When a company fails to educate employees on proper information disposal and enforce a strict corporate document destruction policy, employees may resort to dangerous behavior that could lead to dire consequences and embarrassment.
This issue surfaced in the news in late 2011 after an employee of the Canada Revenue Agency (CRA) reportedly compromised the personal tax information of nearly 2,700 Canadian citizens.
According to reports, a CRA auditor asked a member of the IT department to download thousands of documents onto multiple CDs in early 2006. While the files were encrypted in line with CRA policy, there was no explicit protocol dictating that the information should be destroyed before leaving the agency headquarters.
Consequently, the auditor took the CDs home with her and allowed a friend to download one of the CDs onto his laptop. This one CD was later found to contain 2,660 pieces of confidential taxpayer data.

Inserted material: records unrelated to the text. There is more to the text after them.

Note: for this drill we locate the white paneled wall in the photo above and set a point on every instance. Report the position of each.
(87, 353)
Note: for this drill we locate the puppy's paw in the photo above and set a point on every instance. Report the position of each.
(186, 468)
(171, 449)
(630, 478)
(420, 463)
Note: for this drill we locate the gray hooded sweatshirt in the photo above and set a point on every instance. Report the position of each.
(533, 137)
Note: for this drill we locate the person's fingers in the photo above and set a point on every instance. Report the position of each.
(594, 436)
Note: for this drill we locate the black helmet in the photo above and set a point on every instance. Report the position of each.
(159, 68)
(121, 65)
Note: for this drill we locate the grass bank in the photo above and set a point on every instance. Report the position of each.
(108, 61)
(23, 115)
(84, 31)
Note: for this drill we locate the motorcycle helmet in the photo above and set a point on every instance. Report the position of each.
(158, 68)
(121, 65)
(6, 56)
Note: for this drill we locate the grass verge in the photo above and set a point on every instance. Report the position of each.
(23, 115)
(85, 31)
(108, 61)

Once the auditor's behavior was uncovered after she brought up a dated email stored on one of the CDs at an unrelated trial in 2008, a probe into the safety of taxpayer information began. However, the laptop on which the data was downloaded years prior could not be located, constituting a significant privacy breach.
According to an article in CTV, a consequent investigation found that "the facts gathered during the investigation determined reasonable grounds to believe that the information copied to the laptop had been erased in such a way that an average user could not access through a normal operating system."
However, this is not sufficient enough to guarantee to data security of the taxpayers whose information was breached. While it does not appear any damage was caused, the company should have taken safeguards to ensure this information never left the CRA office.
To avoid similar instances of employee-caused privacy breaches in the future, business owners should consider deploying the services of a certified paper shredding and document destruction service. These experienced consultants can train employees on the most useful document disposal practices to better protect the integrity of a company's data resources.